Implement R² and Compare PCA With/Without Scaling
Company: CVS Health
Role: Data Scientist
Category: Machine Learning
Difficulty: medium
Interview Round: Take-home Project
Write Python (NumPy only; no scikit-learn) for both parts. (a) Implement r2_score(y_true, y_pred) that: returns 1.0 if predictions are exactly equal to y_true; if var(y_true)=0 and predictions are not perfect, return -inf; otherwise compute 1 - SS_res/SS_tot using float64 and guarding against division by zero. Test your function on y_true=[3, -1, 2, 7, 5], y_pred=[2.5, -0.5, 2.1, 7.8, 5.2], and on the edge cases y_true=[4,4,4,4] with y_pred=[4,4,4,4] and y_pred=[4,4,5,3]. Show the numeric outputs and briefly explain them. (b) Given the 6×3 matrix X below, compute PCA twice: (i) on raw X and (ii) on standardized X (column-wise zero-mean, unit-variance).
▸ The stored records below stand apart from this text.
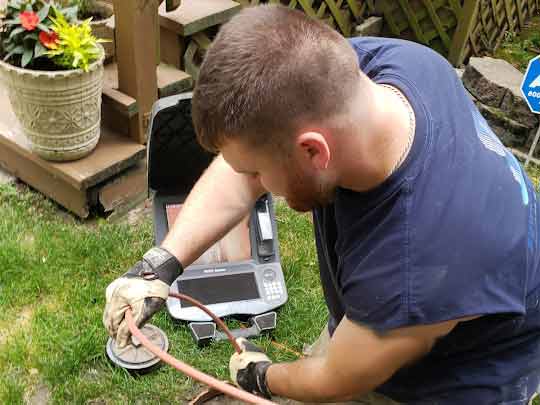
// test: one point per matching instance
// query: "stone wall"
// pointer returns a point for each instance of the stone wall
(494, 85)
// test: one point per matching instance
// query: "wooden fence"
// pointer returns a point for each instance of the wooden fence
(342, 15)
(456, 28)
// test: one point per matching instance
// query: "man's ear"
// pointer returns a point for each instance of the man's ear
(314, 147)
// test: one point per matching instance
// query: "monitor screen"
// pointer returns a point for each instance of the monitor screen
(215, 290)
(233, 247)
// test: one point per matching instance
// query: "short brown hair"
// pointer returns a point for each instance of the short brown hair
(269, 70)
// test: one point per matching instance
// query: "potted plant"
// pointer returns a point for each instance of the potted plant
(102, 20)
(52, 67)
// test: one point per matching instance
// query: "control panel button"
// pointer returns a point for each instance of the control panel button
(269, 275)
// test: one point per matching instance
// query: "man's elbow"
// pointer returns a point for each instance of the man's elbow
(342, 388)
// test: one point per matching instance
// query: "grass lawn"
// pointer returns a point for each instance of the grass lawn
(519, 49)
(54, 271)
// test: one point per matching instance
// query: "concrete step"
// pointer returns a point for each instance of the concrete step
(196, 15)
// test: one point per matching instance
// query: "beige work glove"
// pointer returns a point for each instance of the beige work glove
(248, 369)
(144, 289)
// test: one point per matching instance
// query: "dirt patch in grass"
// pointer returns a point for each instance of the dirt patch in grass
(21, 322)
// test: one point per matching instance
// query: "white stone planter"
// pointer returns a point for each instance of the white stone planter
(59, 111)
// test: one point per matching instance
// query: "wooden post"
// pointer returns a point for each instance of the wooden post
(463, 31)
(136, 42)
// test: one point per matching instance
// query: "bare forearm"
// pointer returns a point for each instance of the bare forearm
(219, 200)
(309, 380)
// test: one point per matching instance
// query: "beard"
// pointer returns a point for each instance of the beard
(304, 193)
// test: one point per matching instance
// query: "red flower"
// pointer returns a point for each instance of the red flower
(29, 20)
(48, 40)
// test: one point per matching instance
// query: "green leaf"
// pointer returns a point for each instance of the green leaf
(16, 31)
(70, 13)
(32, 36)
(17, 51)
(27, 56)
(44, 12)
(39, 50)
(43, 27)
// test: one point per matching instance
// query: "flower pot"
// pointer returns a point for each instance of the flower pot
(59, 111)
(103, 24)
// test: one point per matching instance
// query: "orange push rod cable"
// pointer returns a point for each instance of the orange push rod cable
(187, 369)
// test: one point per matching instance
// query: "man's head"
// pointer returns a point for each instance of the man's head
(273, 92)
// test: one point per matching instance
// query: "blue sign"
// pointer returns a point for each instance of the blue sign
(530, 87)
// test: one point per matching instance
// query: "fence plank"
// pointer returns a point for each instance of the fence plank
(463, 32)
(494, 11)
(353, 6)
(456, 7)
(389, 18)
(437, 22)
(413, 22)
(338, 16)
(519, 9)
(508, 10)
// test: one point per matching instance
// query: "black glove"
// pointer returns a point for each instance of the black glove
(144, 289)
(248, 369)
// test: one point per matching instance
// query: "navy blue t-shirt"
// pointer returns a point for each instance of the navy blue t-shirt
(452, 233)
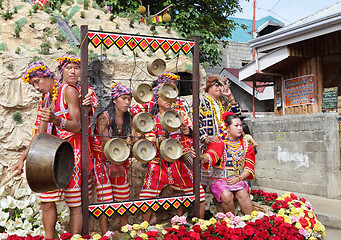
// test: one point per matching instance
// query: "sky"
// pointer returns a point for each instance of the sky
(287, 11)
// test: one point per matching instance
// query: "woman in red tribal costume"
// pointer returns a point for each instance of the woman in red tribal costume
(233, 161)
(179, 103)
(69, 67)
(116, 122)
(60, 115)
(161, 173)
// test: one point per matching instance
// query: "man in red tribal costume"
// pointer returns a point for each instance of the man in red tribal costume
(179, 103)
(217, 99)
(116, 122)
(60, 115)
(160, 172)
(233, 162)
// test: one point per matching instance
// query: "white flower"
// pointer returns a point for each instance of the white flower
(21, 232)
(36, 207)
(28, 212)
(28, 191)
(12, 202)
(22, 204)
(18, 223)
(5, 203)
(2, 191)
(57, 227)
(4, 216)
(19, 193)
(38, 232)
(27, 226)
(10, 225)
(33, 198)
(3, 236)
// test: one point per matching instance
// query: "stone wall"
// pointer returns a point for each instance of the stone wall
(299, 153)
(231, 56)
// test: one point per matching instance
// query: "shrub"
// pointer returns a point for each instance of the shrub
(86, 4)
(18, 26)
(10, 67)
(35, 8)
(60, 37)
(112, 17)
(7, 15)
(45, 48)
(17, 117)
(34, 59)
(82, 14)
(53, 20)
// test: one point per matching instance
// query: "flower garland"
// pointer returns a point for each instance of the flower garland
(218, 120)
(171, 76)
(75, 59)
(26, 78)
(55, 92)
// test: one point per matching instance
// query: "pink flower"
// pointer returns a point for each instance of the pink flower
(109, 234)
(220, 215)
(304, 232)
(175, 220)
(182, 220)
(229, 215)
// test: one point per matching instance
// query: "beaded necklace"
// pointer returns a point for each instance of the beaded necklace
(54, 93)
(236, 149)
(218, 119)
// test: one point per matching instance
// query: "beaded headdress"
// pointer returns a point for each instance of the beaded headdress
(223, 126)
(118, 90)
(64, 61)
(37, 69)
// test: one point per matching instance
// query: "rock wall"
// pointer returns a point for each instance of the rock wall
(299, 153)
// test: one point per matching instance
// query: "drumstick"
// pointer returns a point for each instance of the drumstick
(8, 178)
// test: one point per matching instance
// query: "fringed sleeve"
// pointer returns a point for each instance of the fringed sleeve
(214, 151)
(250, 161)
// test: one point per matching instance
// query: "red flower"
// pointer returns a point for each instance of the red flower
(248, 231)
(152, 234)
(195, 235)
(297, 204)
(293, 196)
(304, 222)
(65, 236)
(196, 228)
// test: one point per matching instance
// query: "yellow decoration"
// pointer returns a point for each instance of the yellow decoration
(171, 76)
(76, 59)
(166, 18)
(218, 119)
(142, 9)
(26, 78)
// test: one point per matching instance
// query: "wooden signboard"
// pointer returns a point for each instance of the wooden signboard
(299, 91)
(329, 100)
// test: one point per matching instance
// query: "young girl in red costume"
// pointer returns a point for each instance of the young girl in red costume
(116, 122)
(59, 115)
(161, 173)
(233, 161)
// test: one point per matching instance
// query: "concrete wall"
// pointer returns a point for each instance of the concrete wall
(298, 153)
(231, 56)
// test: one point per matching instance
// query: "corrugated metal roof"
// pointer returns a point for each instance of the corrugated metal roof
(244, 35)
(320, 23)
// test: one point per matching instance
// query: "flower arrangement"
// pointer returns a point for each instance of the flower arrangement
(21, 217)
(20, 213)
(291, 218)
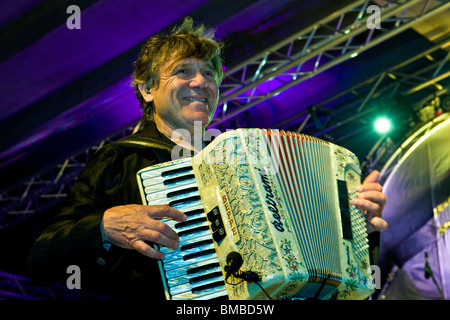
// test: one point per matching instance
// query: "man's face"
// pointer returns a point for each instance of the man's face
(187, 92)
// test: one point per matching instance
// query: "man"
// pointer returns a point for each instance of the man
(103, 228)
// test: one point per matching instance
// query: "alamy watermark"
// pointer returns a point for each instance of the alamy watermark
(74, 279)
(74, 20)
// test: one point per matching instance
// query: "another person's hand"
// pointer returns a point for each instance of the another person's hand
(133, 226)
(371, 199)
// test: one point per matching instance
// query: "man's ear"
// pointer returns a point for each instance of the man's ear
(146, 93)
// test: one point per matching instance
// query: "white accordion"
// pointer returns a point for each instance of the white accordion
(282, 201)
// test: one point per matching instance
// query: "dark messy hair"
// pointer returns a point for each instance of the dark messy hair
(185, 41)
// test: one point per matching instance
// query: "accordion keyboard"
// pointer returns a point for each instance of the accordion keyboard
(192, 271)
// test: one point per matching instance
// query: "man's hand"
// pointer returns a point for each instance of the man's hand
(371, 199)
(130, 226)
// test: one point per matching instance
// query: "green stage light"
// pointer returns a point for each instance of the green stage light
(383, 125)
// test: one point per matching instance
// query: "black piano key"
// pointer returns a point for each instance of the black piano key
(195, 244)
(208, 286)
(198, 254)
(206, 277)
(203, 268)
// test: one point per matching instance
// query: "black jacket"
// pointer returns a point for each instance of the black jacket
(74, 238)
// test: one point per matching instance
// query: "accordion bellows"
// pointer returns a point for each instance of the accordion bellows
(281, 200)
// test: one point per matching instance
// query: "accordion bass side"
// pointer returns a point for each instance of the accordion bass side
(281, 200)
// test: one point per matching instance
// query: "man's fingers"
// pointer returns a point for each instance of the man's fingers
(165, 237)
(376, 223)
(147, 250)
(164, 211)
(373, 177)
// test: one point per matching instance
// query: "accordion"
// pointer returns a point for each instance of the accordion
(281, 201)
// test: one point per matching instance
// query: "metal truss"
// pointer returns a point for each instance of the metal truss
(402, 79)
(339, 37)
(48, 188)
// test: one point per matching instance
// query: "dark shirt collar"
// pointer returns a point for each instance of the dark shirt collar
(150, 130)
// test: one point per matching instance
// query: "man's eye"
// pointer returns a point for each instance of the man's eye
(181, 71)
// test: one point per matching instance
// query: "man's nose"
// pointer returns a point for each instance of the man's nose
(198, 81)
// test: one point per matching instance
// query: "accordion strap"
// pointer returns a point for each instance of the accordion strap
(143, 143)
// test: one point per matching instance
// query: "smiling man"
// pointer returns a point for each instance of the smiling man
(103, 228)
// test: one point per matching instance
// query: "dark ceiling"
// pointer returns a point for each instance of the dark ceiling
(63, 90)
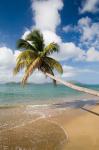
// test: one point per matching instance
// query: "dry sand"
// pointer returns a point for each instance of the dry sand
(70, 129)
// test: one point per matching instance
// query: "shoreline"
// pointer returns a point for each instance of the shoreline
(74, 128)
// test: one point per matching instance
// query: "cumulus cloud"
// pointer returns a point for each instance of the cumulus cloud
(88, 29)
(90, 6)
(92, 55)
(46, 13)
(68, 51)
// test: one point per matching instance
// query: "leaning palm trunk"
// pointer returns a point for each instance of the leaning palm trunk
(31, 69)
(75, 87)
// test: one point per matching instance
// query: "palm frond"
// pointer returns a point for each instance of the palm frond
(23, 44)
(46, 68)
(35, 64)
(54, 64)
(52, 47)
(24, 59)
(36, 38)
(27, 54)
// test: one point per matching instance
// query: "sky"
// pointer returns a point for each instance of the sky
(73, 24)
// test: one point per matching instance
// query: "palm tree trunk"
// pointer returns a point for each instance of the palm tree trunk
(75, 87)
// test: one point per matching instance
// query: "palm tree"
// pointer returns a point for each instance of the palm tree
(35, 55)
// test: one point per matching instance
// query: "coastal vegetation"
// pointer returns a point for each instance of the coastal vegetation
(35, 55)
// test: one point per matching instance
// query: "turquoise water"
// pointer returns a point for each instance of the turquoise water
(14, 93)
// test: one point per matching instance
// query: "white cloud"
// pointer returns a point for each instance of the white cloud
(46, 13)
(90, 6)
(68, 28)
(92, 55)
(69, 51)
(50, 36)
(89, 30)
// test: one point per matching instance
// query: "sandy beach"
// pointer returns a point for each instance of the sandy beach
(66, 129)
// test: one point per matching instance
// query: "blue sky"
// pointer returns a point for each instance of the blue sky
(73, 24)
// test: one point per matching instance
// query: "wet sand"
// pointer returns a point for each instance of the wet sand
(59, 129)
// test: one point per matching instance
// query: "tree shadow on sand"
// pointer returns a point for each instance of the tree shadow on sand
(39, 135)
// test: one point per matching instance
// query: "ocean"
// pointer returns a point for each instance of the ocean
(15, 93)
In each case: center appropriately, compute the covariance matrix, obtain eigenvalues/eigenvectors, sort by eigenvalue descending, report the explained_variance_ratio_ for the first two components, and print the first principal component vector. Discuss how scaling changes the components and why eigenvector signs may flip without changing the subspace.
X = [[10, 200, 0.50],
[12, 220, 0.40],
[ 9, 210, 0.55],
[11, 230, 0.60],
[ 8, 190, 0.45],
[13, 240, 0.65]]
Quick Answer: This question evaluates a candidate's proficiency with regression evaluation metrics and linear-algebra-based dimensionality reduction, specifically implementing a numerically robust R² scorer and performing PCA with and without feature standardization using NumPy.